In support of his allegation that County Court prejudged him, defendant has submitted a copy of a newspaper article specifically, relating to his case, published after defendant entered his plea of guilty but prior to the presentence hearing, in which County Court expressed the opinion that the way to deal with persistent felons is to "get them off the streets as long as you can". While we do not approve of County Court's statement to the press prior to sentencing (see, People v Glendenning, 127 Misc.2d 880; Code of Judicial Conduct Canon 3 [A] [6] [a Judge should abstain from public comment about a pending or impending proceeding]), by not raising this issue prior to sentencing defendant failed to preserve this argument for our review (see, People v Martin, 50 N.Y.2d 1029). In any event, the actual sentence imposed was the one agreed to by defendant in his plea bargain, the terms of which were accepted by County Court over a month prior to the newspaper article in question. Moreover, the record does not indicate any abuse of discretion by County Court in accepting defendant's plea (see, People v Bankowski, 134 A.D.2d 768), or bias or prejudice against defendant (see, People v Latella, 112 A.D.2d 324, lv denied 66 N.Y.2d 616) which would have otherwise permitted the County Judge to recuse himself.
Next, we are not persuaded that County Court's examination of defendant's witnesses during the presentence hearing deprived defendant of a fair proceeding. The very purpose of a presentence hearing is to permit the court to consider "any matter relevant to the sentence to be pronounced" (CPL 400.10). Defense counsel and the People were able to thoroughly examine the witnesses presented before County Court commenced its own examination (see, CPL 400.10), seeking to elicit an understanding of why defendant, who had an extensive criminal record and had already spent 25 years of his life in prison, should receive a lesser sentence than the one actually imposed.
Nor did we find error in County Court's failure to order, sua sponte, a psychological examination of defendant prior to the imposition of sentence. Defendant was composed and expressed himself rationally and coherently during the proceedings, and there was no prior medical opinion as to his ability to participate in the proceedings or other evidence supportive "of the opinion that the defendant may be an incapacitated person" (CPL 730.30; see generally, People v Jones, 134 A.D.2d 701, lv denied 71 N.Y.2d 969; People v McGarrity, 130 A.D.2d 793, lv denied 70 N.Y.2d 714; People v Rios, 126 A.D.2d 860; cf., People v Arnold, 113 A.D.2d 101).
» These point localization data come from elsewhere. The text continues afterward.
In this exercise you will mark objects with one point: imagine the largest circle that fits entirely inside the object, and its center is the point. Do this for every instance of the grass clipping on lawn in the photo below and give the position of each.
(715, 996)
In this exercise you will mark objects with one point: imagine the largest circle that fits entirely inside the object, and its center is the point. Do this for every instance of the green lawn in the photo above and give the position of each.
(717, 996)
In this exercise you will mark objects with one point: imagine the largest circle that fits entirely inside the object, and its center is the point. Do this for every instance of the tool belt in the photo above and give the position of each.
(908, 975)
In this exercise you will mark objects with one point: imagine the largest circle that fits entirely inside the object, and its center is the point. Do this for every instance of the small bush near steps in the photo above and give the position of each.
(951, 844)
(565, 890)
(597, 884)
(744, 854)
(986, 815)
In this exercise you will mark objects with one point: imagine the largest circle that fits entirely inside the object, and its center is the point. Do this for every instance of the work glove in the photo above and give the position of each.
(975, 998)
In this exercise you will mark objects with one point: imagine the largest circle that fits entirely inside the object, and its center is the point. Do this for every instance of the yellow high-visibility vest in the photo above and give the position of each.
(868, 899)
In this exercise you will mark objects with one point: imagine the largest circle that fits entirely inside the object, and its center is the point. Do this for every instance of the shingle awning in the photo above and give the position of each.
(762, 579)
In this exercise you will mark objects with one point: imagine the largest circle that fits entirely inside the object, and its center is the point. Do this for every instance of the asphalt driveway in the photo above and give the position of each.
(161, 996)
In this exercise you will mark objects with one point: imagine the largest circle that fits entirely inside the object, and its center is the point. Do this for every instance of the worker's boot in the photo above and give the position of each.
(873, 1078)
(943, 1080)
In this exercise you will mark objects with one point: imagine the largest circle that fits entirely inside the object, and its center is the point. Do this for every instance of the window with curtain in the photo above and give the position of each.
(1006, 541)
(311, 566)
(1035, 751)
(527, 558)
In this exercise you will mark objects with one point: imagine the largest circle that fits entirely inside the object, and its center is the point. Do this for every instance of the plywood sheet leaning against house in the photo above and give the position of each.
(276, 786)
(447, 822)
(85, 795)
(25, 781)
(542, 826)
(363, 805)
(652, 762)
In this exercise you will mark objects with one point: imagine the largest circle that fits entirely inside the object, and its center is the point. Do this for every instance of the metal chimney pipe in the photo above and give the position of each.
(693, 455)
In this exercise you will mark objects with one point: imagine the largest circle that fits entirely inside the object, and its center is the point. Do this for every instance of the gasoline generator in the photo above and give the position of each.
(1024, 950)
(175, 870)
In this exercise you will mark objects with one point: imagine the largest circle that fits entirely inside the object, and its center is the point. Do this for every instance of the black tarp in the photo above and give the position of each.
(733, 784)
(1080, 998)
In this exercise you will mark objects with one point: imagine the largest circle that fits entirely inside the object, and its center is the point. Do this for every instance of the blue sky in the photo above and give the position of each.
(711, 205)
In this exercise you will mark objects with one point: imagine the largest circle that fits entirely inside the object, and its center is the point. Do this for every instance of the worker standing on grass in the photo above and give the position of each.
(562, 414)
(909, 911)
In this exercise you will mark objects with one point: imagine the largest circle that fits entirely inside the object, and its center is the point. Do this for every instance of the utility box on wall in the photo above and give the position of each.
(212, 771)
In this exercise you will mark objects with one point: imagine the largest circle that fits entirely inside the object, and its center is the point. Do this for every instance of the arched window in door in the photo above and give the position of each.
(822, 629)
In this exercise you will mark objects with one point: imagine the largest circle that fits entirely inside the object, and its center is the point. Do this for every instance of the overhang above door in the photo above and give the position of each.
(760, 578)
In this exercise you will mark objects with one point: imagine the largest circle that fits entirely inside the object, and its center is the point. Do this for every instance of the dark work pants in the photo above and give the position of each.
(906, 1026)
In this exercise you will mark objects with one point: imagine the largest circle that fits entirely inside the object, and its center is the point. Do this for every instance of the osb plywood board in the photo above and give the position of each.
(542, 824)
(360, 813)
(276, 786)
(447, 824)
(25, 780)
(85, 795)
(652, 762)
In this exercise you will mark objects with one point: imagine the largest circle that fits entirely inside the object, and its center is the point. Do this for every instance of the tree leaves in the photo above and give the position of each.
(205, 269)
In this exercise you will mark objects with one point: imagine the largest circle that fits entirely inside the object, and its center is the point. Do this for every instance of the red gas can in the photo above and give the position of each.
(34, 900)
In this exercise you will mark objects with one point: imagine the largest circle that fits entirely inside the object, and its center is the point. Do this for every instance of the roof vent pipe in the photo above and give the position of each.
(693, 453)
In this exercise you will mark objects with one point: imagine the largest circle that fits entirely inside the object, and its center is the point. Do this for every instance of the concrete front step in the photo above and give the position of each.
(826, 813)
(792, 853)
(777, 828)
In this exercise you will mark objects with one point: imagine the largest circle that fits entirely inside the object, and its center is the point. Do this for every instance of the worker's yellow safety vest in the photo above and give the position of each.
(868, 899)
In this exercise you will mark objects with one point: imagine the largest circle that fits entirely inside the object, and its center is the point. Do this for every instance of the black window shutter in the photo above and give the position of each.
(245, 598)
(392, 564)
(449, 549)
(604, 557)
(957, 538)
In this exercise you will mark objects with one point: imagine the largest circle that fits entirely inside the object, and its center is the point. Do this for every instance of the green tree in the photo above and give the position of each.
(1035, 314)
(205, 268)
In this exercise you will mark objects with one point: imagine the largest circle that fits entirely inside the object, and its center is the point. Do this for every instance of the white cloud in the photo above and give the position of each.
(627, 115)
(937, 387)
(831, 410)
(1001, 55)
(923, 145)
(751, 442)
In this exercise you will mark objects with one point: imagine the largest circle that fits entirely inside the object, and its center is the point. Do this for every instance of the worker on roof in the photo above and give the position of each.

Contrary to defendant's assertion, we find that the sentence imposed upon him was not harsh and excessive. Defendant was sentenced in accordance with his plea bargain and within statutory guidelines. "Having received the benefit of his bargain, defendant should be bound by its terms" (People v Felman, 141 A.D.2d 889, 890). Moreover, County Court's imposition of the maximum sentence does not constitute an abuse of discretion given the nature of the crimes herein and defendant's past criminal record (see, People v Latshaw, 123 A.D.2d 479, lv denied 69 N.Y.2d 713). Additionally, defendant was permitted to plead to only 3 of the 5 counts of the indictment (see, People v Bankowski, supra, at 770) and to be sentenced as a second felony offender instead of a persistent felon (see, People v Preville, 117 A.D.2d 878, 879, lv denied 67 N.Y.2d 949). Last, we reject defendant's claim that County Court failed to consider rehabilitation (see, Penal Law § 1.05; People v Farrar, 52 N.Y.2d 302; People v Burgh, 89 A.D.2d 672). Unlike the situation in People v Burgh (supra), the record convinces us that County Court considered rehabilitation but in its discretion rejected that factor as a basis for fixing the sentence in the circumstances of this case.
Judgment affirmed. Kane, J.P., Yesawich, Jr., Levine, Harvey and Mercure, JJ., concur.